Boston’s literary heritage runs deep, as Grub Street points out:
Boston has been a city of writers, readers, thinkers and innovators since our earliest days. In the 19th century, as the saying went, you couldn’t throw a stone without hitting a writer. We’re a city that built one of the country’s first public libraries, where Maria Stewart, a black abolitionist, gave the first public talk by a woman on politics and women’s rights; where the Old Corner Bookstore – an early literary center – published the likes of Stowe, Thoreau, Emerson and Longfellow; where such storied writers as Phillis Wheatley, Louisa May Alcott, Elizabeth Bishop, and Robert Lowell lived and worked, and where the computer and internet revolutions were born at our great universities, and at the Route 128 technology companies.

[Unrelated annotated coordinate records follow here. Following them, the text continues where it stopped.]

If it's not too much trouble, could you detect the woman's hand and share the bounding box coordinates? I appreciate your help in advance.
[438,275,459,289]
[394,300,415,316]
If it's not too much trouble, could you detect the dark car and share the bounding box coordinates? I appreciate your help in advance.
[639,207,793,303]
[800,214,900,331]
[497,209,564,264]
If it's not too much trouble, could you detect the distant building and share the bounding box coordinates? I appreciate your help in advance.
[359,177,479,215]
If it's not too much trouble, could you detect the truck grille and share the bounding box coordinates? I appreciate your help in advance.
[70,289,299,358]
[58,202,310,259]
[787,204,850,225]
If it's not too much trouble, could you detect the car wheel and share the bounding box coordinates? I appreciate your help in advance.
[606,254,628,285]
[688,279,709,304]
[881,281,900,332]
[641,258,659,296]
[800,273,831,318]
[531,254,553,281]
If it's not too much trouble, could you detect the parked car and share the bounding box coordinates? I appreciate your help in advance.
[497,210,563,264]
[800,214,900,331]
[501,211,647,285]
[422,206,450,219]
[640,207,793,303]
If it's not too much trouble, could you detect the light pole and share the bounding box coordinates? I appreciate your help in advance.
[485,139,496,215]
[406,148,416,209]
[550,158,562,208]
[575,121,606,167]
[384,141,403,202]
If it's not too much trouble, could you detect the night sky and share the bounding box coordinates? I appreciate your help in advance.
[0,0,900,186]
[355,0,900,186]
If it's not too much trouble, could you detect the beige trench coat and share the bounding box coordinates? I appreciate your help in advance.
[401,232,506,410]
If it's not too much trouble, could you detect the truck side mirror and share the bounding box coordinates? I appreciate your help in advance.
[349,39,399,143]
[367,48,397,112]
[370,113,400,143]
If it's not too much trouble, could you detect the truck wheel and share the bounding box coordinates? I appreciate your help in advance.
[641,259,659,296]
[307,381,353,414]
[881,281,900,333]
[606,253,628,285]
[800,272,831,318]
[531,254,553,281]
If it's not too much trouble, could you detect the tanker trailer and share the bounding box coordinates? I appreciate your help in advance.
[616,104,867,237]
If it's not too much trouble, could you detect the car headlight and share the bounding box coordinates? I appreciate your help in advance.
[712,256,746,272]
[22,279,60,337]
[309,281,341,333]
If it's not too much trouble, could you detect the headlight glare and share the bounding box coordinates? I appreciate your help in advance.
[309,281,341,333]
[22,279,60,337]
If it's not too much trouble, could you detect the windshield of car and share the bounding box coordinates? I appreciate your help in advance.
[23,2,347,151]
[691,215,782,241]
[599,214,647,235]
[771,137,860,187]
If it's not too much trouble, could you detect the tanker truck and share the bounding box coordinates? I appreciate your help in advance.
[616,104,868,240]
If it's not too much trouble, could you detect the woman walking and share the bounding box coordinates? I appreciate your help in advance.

Which makes it a surprise that the city’s institutions seem to have passed by the art of narrative storytelling. But Grub Street has a plan:
In a city bursting at the seams with ideas and talent, we propose to build a 21st century narrative arts/storytelling center: a democratic, accessible, active space for people of all ages, race, ethnicities, and backgrounds to connect and to learn from the crafted words of the most famous writers and thinkers of our day, as well as from each other. The partners in creating this dynamic center are GrubStreet, the nation’s largest and most inclusive creative writing center, currently based in downtown Boston; Harvard Book Store, one of the country’s most venerable and successful bookstores; and Mass Poetry, which organizes major festivals and ensures poetry is part of the daily fabric of the city.
Today, I signed a petition asking the City of Boston to go forward with developing the Boston Narrative Arts Center, at 50 Liberty in the Seaport District. I’m particularly excited about the Writer’s Stage event space and the podcast studio. There’s a $2 million grant on the line, contingent on the city’s acceptance of the proposal. Let’s make it happen.